The shrub or tree typically grows to a height of 0.6 to 4 m. The branches are glabrous as are the thin evergreen leaves which have a linear to narrowly elliptic shape and are 2 to 8 cm in length with a width of 2 to 7 mm. It blooms from January to May or October to December and produces cream-white flowers. Each simple inflorescence contain 16 to 20 flowers with a white glabrous perianth that is 3 to 5 mm in length. The rugose to black-pusticulate fruits have an obliquely obovate shape with a curved apex. Each fruit is 1.5 to 2.5 cm in length with a width of 0.7 to 1 mm and have 2 to 4 mm long horns. The seeds within have an obliquely obovate shape and a wing down one side.

==Taxonomy and naming==
The species was first formally described by the botanist Robert Brown in 1810 and the description was published in Transactions of the Linnean Society of London.
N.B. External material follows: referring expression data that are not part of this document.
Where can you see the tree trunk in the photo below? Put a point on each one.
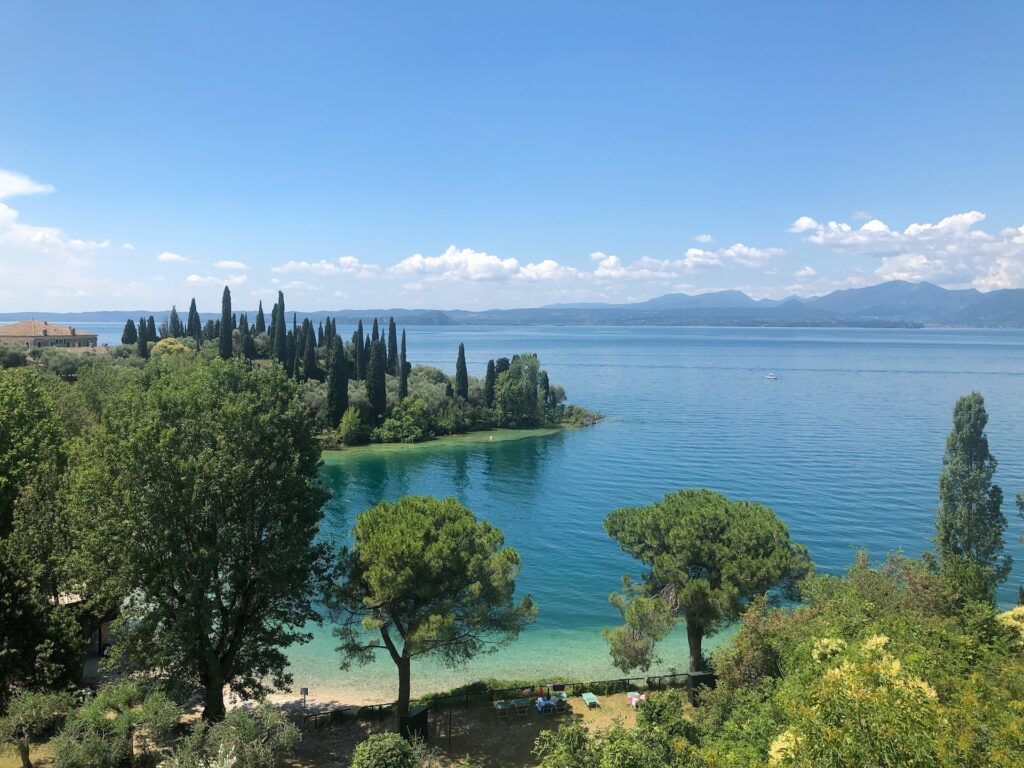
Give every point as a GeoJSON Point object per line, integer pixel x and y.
{"type": "Point", "coordinates": [694, 636]}
{"type": "Point", "coordinates": [214, 711]}
{"type": "Point", "coordinates": [403, 684]}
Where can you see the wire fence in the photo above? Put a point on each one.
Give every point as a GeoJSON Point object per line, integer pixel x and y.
{"type": "Point", "coordinates": [485, 696]}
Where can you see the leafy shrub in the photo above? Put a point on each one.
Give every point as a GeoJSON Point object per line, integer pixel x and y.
{"type": "Point", "coordinates": [385, 751]}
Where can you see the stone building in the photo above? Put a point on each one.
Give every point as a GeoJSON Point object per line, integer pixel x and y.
{"type": "Point", "coordinates": [37, 334]}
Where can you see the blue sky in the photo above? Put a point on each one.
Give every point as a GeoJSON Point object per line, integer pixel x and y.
{"type": "Point", "coordinates": [471, 155]}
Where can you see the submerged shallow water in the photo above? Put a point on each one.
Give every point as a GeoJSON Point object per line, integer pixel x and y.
{"type": "Point", "coordinates": [846, 446]}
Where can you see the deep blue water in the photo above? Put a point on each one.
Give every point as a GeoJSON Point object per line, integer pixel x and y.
{"type": "Point", "coordinates": [846, 446]}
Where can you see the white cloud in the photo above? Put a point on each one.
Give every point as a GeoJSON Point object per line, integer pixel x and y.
{"type": "Point", "coordinates": [13, 184]}
{"type": "Point", "coordinates": [200, 280]}
{"type": "Point", "coordinates": [343, 265]}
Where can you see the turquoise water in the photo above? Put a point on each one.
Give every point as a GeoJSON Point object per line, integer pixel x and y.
{"type": "Point", "coordinates": [846, 446]}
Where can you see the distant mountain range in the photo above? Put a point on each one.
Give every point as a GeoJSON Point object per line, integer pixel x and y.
{"type": "Point", "coordinates": [893, 304]}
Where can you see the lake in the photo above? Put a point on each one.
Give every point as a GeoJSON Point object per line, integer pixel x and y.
{"type": "Point", "coordinates": [846, 446]}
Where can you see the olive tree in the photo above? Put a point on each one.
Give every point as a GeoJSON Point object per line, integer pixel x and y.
{"type": "Point", "coordinates": [707, 556]}
{"type": "Point", "coordinates": [423, 577]}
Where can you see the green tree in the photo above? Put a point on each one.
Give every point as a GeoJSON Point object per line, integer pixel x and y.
{"type": "Point", "coordinates": [427, 579]}
{"type": "Point", "coordinates": [706, 557]}
{"type": "Point", "coordinates": [194, 326]}
{"type": "Point", "coordinates": [30, 719]}
{"type": "Point", "coordinates": [129, 335]}
{"type": "Point", "coordinates": [30, 436]}
{"type": "Point", "coordinates": [462, 375]}
{"type": "Point", "coordinates": [403, 368]}
{"type": "Point", "coordinates": [516, 402]}
{"type": "Point", "coordinates": [260, 320]}
{"type": "Point", "coordinates": [385, 751]}
{"type": "Point", "coordinates": [224, 349]}
{"type": "Point", "coordinates": [488, 384]}
{"type": "Point", "coordinates": [200, 495]}
{"type": "Point", "coordinates": [377, 381]}
{"type": "Point", "coordinates": [337, 385]}
{"type": "Point", "coordinates": [970, 522]}
{"type": "Point", "coordinates": [40, 640]}
{"type": "Point", "coordinates": [392, 347]}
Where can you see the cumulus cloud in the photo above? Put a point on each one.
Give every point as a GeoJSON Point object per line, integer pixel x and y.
{"type": "Point", "coordinates": [201, 280]}
{"type": "Point", "coordinates": [953, 251]}
{"type": "Point", "coordinates": [14, 184]}
{"type": "Point", "coordinates": [237, 265]}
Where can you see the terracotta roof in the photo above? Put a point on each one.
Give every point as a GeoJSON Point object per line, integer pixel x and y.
{"type": "Point", "coordinates": [37, 328]}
The specific epithet is taken from the Latin word linearis meaning "linear", which refers to the shape of the leaves.
It can be confused with Hakea varia and related species.

==Distribution and habitat==
It is endemic to an area along the coast in the South West and Great Southern regions of Western Australia between Busselton in the west, Wagin to the north and Albany to the south. It is often found among granite outcrops and seasonally damp areas like swamps growing in sandy or sandy-clay soils and is usually part of sandy heathland or Eucalyptus woodland communitities.